E uma tosse parecia responder à outra. Era mais que um eco. Era uma espécie de diálogo infernal. Uma opereta que tinha início por volta das nove da noite e se estendia até as oito da manhã seguinte. Quem iniciava era sempre o inquilino mais antigo. O homem era um verdadeiro tenor. Sua tosse era impostada, expressiva, com a extensão de uma oitava para o dó central. Era úmida, cheia, produtiva. E seguida de uma expectoração catarral, cujo volume não se podia ver, entretanto era possível adivinhar, pela intensidade, duração e frequência do ruído. Os escarros soavam, como se duzentas peças de lona estivessem sendo, simultaneamente, rasgadas à força, num ambiente dotado de recursos acústicos, propositadamente preparados para incrementar a reverberação sonora. Belizário respondia imediatamente como se estivesse desempenhando o papel de baixo. Sua tosse era seca, grave, resultante de uma vibração com frequência lenta e aquém da afinação convencionada. E nesse dueto as vozes se misturavam harmonicamente. Usavam recursos de staccato, vibratto, portamentos inigualáveis, crescendos e diminuendos, acellerandos e rallentandos. Era uma récita prodigiosa, em que os artistas competiam entre si, toda santa noite. Com a agravante de que aquele concerto parecia estar acontecendo no Inferno.

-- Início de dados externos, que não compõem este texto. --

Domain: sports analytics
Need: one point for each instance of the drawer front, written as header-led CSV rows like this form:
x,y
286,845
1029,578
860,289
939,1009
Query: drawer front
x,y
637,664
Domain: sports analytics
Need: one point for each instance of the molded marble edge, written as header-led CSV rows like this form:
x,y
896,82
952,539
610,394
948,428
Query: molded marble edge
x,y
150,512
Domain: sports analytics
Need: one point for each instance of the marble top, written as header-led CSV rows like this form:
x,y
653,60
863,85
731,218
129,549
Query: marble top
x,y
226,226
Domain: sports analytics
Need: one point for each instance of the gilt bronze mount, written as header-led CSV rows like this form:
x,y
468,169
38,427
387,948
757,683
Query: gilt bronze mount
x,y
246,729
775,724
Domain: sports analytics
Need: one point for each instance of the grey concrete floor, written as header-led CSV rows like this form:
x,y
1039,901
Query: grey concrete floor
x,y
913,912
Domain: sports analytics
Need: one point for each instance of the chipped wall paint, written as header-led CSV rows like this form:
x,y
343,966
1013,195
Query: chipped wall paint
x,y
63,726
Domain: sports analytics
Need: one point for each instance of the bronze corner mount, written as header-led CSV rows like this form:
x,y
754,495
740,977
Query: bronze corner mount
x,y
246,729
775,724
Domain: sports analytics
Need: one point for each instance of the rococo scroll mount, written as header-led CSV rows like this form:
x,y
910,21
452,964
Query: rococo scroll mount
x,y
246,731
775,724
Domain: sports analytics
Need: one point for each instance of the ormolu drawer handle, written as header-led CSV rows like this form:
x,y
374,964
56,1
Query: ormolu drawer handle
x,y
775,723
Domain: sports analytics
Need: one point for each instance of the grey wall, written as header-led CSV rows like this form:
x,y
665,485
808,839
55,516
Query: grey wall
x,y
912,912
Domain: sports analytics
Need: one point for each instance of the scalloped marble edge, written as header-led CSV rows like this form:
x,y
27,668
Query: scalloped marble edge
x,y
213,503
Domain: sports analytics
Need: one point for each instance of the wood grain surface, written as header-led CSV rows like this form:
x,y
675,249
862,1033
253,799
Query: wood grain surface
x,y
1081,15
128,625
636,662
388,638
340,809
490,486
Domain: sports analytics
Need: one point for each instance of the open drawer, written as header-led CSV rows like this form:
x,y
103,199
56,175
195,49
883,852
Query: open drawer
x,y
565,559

O hábito, no entanto, é o mais tirano dos monarcas. E não hesita em escravizar, para sempre, os seus infelizes vassalos. Belizário acabou se acostumando com a tosse. Mais que isso: se tornou dependente dela. Já não conseguia passar sem aquele estranhíssimo duo. Aquilo passou a ser a razão da sua vida. O antídoto para sua solidão. Com a tosse se comunicava, trocava calor humano: existia! Só que, infelizmente, a doença do vizinho era pra valer. Era um enfisema dos brabos e, sem a menor cerimônia, acabou por matar o seu parceiro. Coitado, que fim triste...

Ver o enterro sair, o apartamento ser desocupado. O vazio. O silêncio cruel que se seguiu. O efeito daquilo o devastou. Parecia um zumbi olhando pela janela e vendo a vida, lá em baixo, pequenina, como os carros que passavam. Tudo perdera a graça. Ele se sentia como se não possuísse mais nada. Se ao menos não estivesse tão endividado daria um jeito de sair daquele lugar onde as recordações o atormentavam.

Mas imóvel pequeno tem certas vantagens: aluga rápido. E ruídos de mobília sendo arrastada não deixaram dúvida: um novo inquilino estava ocupando a quitinete do seu falecido parceiro.

Dizem que o melhor da festa é esperar por ela, mas Belizário não aguentou: Naquela noite começou a tossir mais cedo. Tossia pausadamente, se apresentando, convidando...E estremeceu de felicidade, quando escutou um leve pigarro ecoar no outro apartamento.